After completion of the Toli, the extra ends of the wefts are cut off. For obtaining the triangular shape of the Jakhoi the equality and symmetry of both sides of the curve are measured. Once the base acquires its required shape new warps and wefts are added to the loose ends and eventually tucked into the warp ends.
Here we shall take two alternative warps and two alternative loose ends and entwine them together. The loose end of the wefts is then bent and tucked into the weave. The same process is performed on all four sides. The extra ends are cut off.
Attaching the Bao
Just like a shovel needs to have a handle, in the Jakhoi two thick and sturdy bamboo strips act as a handle often called the Bao in the local language. The bamboo strips have to be processed before they are bent. For this purpose, we use the colocasia leaves. The leaves are tied at two points of the bamboo strips, leaving equal space at both ends and then burnt on the fire.

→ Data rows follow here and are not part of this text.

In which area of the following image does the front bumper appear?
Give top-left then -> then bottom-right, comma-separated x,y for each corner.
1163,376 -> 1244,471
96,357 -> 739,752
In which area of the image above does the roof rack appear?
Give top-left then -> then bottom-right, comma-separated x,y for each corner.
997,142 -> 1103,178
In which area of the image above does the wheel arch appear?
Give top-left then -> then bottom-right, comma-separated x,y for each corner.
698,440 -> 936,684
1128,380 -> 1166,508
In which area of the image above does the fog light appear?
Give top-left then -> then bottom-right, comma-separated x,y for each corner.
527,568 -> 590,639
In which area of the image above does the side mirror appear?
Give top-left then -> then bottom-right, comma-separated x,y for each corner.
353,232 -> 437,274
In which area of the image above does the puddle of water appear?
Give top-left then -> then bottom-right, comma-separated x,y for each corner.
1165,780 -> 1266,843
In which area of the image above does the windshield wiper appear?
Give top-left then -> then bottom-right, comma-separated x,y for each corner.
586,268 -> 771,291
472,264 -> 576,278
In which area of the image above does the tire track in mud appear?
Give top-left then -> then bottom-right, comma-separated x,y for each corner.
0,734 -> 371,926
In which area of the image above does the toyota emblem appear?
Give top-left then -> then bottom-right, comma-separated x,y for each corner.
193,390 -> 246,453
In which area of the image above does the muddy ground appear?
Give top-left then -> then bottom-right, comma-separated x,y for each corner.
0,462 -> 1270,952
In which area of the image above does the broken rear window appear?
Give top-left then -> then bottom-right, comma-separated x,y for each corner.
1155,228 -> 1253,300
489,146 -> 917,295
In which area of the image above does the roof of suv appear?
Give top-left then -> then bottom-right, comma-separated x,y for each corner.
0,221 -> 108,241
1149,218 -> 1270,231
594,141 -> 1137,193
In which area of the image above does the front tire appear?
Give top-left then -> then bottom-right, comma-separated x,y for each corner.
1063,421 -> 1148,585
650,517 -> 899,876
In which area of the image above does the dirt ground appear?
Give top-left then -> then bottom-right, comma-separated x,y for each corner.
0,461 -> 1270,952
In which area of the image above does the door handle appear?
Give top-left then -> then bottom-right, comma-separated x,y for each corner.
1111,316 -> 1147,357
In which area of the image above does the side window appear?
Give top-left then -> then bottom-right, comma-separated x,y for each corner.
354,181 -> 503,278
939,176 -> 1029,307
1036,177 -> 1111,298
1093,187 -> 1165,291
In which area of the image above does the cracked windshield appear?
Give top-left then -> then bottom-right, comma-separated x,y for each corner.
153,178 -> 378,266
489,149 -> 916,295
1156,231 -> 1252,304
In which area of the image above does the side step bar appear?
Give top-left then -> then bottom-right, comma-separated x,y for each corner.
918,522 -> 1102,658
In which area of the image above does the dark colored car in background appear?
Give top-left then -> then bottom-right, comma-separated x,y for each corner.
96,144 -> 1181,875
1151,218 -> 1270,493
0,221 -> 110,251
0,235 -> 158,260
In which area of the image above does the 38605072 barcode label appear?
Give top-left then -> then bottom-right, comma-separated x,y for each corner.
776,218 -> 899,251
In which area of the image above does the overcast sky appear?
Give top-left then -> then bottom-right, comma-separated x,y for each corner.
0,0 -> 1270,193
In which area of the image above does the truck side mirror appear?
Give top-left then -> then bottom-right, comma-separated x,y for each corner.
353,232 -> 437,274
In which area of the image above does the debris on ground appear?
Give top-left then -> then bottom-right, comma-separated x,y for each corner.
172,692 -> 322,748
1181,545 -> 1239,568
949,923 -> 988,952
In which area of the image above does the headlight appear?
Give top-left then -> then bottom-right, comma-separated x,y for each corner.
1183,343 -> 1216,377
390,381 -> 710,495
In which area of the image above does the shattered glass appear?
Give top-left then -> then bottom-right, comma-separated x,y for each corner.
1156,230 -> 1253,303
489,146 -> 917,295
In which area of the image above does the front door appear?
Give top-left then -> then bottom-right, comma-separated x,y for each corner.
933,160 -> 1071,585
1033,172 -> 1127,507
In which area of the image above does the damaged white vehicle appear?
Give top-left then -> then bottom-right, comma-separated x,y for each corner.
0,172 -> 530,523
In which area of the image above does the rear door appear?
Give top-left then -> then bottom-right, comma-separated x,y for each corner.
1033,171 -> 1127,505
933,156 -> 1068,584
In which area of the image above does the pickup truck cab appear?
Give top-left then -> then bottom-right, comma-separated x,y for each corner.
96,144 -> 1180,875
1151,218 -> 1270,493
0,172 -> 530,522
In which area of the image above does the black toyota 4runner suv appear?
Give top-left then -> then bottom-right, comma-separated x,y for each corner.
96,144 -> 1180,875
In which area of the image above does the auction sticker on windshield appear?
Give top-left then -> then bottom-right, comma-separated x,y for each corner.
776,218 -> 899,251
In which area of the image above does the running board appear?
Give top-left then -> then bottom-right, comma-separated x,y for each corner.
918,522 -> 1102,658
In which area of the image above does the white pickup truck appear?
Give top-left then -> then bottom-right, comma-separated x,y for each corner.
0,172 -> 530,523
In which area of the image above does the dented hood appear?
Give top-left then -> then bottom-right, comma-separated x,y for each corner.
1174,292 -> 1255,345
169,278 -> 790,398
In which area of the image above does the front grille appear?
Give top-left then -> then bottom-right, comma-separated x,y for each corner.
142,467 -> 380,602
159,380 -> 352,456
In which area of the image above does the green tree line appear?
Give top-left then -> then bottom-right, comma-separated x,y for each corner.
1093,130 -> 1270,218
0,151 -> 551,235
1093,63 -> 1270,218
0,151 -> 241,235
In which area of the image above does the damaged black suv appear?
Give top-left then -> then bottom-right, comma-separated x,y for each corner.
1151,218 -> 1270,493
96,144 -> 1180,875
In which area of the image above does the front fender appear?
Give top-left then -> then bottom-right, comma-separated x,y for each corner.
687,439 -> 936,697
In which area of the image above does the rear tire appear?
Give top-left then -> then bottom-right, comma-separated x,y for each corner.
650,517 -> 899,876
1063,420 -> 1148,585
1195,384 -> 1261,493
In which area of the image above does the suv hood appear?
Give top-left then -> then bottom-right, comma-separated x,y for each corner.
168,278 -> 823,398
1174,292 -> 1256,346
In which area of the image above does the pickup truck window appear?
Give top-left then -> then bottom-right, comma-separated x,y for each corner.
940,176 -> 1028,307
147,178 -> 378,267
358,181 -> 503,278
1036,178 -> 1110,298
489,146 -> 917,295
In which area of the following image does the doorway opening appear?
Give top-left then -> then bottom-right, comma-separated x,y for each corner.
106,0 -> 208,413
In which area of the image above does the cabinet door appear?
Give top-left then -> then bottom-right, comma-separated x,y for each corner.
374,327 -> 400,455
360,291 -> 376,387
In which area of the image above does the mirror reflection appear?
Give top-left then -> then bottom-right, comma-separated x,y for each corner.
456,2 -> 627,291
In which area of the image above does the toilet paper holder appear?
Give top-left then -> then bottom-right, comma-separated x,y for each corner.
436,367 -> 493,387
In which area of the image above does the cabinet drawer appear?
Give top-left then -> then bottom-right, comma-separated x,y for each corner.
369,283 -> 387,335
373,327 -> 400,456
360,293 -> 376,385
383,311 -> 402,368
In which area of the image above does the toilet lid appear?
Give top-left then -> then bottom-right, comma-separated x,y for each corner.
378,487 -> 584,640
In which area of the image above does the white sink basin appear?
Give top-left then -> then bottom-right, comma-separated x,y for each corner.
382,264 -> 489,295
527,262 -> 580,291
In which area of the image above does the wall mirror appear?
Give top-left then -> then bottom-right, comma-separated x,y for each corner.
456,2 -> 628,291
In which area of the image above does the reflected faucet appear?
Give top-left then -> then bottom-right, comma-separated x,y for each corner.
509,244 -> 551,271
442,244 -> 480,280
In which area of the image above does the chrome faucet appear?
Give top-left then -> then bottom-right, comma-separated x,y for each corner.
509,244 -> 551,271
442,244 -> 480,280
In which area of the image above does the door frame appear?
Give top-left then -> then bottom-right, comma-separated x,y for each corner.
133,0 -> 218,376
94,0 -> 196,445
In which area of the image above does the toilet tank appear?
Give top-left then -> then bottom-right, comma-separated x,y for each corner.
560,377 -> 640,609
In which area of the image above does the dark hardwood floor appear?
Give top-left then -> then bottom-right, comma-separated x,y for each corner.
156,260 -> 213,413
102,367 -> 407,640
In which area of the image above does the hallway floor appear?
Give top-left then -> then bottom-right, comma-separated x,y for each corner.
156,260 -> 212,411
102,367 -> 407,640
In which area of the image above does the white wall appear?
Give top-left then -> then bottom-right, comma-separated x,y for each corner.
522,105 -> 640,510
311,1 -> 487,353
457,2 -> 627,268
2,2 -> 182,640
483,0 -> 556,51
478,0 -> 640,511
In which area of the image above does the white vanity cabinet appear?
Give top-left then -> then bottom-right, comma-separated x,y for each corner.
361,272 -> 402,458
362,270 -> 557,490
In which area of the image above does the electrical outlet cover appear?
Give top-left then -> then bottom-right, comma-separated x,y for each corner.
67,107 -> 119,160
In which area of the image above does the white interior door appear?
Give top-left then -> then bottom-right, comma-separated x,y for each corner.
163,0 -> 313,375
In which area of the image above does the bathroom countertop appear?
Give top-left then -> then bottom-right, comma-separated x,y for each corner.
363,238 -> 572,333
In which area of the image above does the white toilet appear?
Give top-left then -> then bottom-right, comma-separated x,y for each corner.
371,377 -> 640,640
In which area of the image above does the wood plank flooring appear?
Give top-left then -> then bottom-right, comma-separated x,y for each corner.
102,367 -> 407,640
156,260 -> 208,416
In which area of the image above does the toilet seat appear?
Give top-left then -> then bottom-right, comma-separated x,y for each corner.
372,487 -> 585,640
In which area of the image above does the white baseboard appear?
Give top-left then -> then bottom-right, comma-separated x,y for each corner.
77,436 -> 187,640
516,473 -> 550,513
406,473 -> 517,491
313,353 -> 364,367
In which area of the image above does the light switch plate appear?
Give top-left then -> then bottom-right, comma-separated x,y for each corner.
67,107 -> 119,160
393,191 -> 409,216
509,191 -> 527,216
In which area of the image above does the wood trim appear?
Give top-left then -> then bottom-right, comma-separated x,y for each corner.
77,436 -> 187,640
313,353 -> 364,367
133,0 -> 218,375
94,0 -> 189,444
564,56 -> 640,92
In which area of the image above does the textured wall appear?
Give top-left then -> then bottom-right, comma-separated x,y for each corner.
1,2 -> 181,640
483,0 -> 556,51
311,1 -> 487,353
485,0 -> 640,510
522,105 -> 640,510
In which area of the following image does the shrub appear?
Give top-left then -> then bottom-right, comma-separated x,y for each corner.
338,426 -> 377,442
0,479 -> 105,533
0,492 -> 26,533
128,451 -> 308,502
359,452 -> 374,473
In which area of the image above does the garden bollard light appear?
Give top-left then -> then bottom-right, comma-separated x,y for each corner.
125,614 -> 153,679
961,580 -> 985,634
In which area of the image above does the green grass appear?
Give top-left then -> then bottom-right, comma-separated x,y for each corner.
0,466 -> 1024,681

The moisture content in the leaves makes the bamboo points malleable and prevents the bamboo from breaking when the bending takes place. Here, we insert the shorter side of the Toli between them and tie them with thin cane strips. The two corners of the Toli will also be inserted between the bamboo strips by bending slowly and simultaneously tied together with a cane strip.
Attaching the Mekhela
Once the Jakhoi takes its shape, we introduce a net frame made of bamboo strips called ‘Mekhela’.
The Mekhela will be made by small bamboo strips bent at the centre. The bamboo strips are arranged on a flat surface together and tied with a thinner cane strip in a zigzag manner. Once the Mekhela takes its shape, we tie the net frame at the space left by the bending of the Toil.
The Mekhela generally acts as a kind of trap for the fish when the Jakhoi is dragged inside the water.
Forming the Frame
After completion of the Jakhoi thin bamboo strips will be tied to the sides of the Bao by cane strips. This frame adds strength to the ‘Jakoi’ and also gives the final touches to this fishing equipment. Once the Jakhoi is formed the extra ends of the Bao is cut off. Finally, a rope will be introduced the ends of which will be tied at either side of the Jakhoi.
The rope enables the fisherman to drag the Jakhoi inside shallow water and trap fish.